The no. Of real equation 2sin3x+sin7x-3=0 which lie in the interval (-2pi,2pi) is

Answer 1

By looking at the expression,

⟹sin(3x)=1and

sin(7x)=1

⟹x∈(4n+1)π6∩(4m+1)π14

Where, n∈Z

And m∈Z

So n and m can have following values for the given range.

m=0,±1,±2,±3,±4,±5,±6,−7⟹x∈(π/14,5π/14,9π/14,13π/14,17π/14,3π/2,25π/14,−π/2,−11π/14,−15π/14,−19π/14,−23π/14,−27π/14)

n=0,±1,±2,−3⟹x∈(π/6,−π/2,5π/6,3π/2,−7π/6,−11π/6)

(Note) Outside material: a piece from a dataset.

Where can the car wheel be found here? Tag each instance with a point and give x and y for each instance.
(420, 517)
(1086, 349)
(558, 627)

It can be seen that only (3π/2,−π/2)lies inside the region of choice .

Answer 2

The given equation is , 2 sin 3 x + sin 7 x -3=0

This is possible when , sin 3 x=1 and sin 7 x =1 as→ -1≤ sin x ≤ 1.

→Sin 3 x=1

→Sin 3 x = Sin π/2

→3 x =n π + $(-1)^{n}\frac{\pi }{2}$

→ x = $\frac{n  \pi + (-1)^{n}\frac{\pi }{2}}{3}$ where n is an integer.

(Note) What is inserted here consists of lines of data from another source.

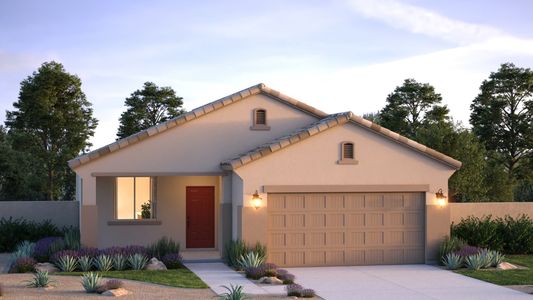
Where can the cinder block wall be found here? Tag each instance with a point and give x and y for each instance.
(459, 211)
(61, 213)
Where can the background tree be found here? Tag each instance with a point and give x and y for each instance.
(412, 106)
(502, 118)
(148, 107)
(52, 122)
(19, 180)
(414, 110)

For, n=-6,-5,-4,-3,-2,-1,0,1,2,3,4,5 we get x= -11π/6, -11π/6,-7π/6,-7π/6,

-π/2, -π/2,π/6, π/6, 5π/6, 5π/6,3π/2, 3π/2,

Similarly , sin 7 x =1

→ Sin 7 x = Sin π/2

→x = $\frac{n \pi + (-1)^{n}\frac{\pi }{2}}{7}$ where n is an integer.

            →    The values of x are    π/14,π/14,5π/14,5π/14,9π/14,9π/14,13π/14,13π/14,17π/14,17π/14,3π/2,3π/2,25π/14, 25π/14,27π/14, 27π/14. for x=0,1,2,3,4,5,6,7,8,9,10,11,12,13,14 .

Also for x=-1,-2,-3,-4,-5,-6,-7,-8,-9,-10,-11,-12,-13,-14

The solution are , -3π/14,-3π/14, -π/2,-π/2,-11π/14,-11π/14,-15π/14,-15π/14,-19π/14,-19π/14,-23π/14,-23π/14,-27π/14,27π/14.

So, the common values of x are -π/2,and  3π/2.

So,there are two solution[ -π/2,and  3π/2] of real equation →2 sin3x+ sin7x-3=0 which lie in the interval (-2π,2π).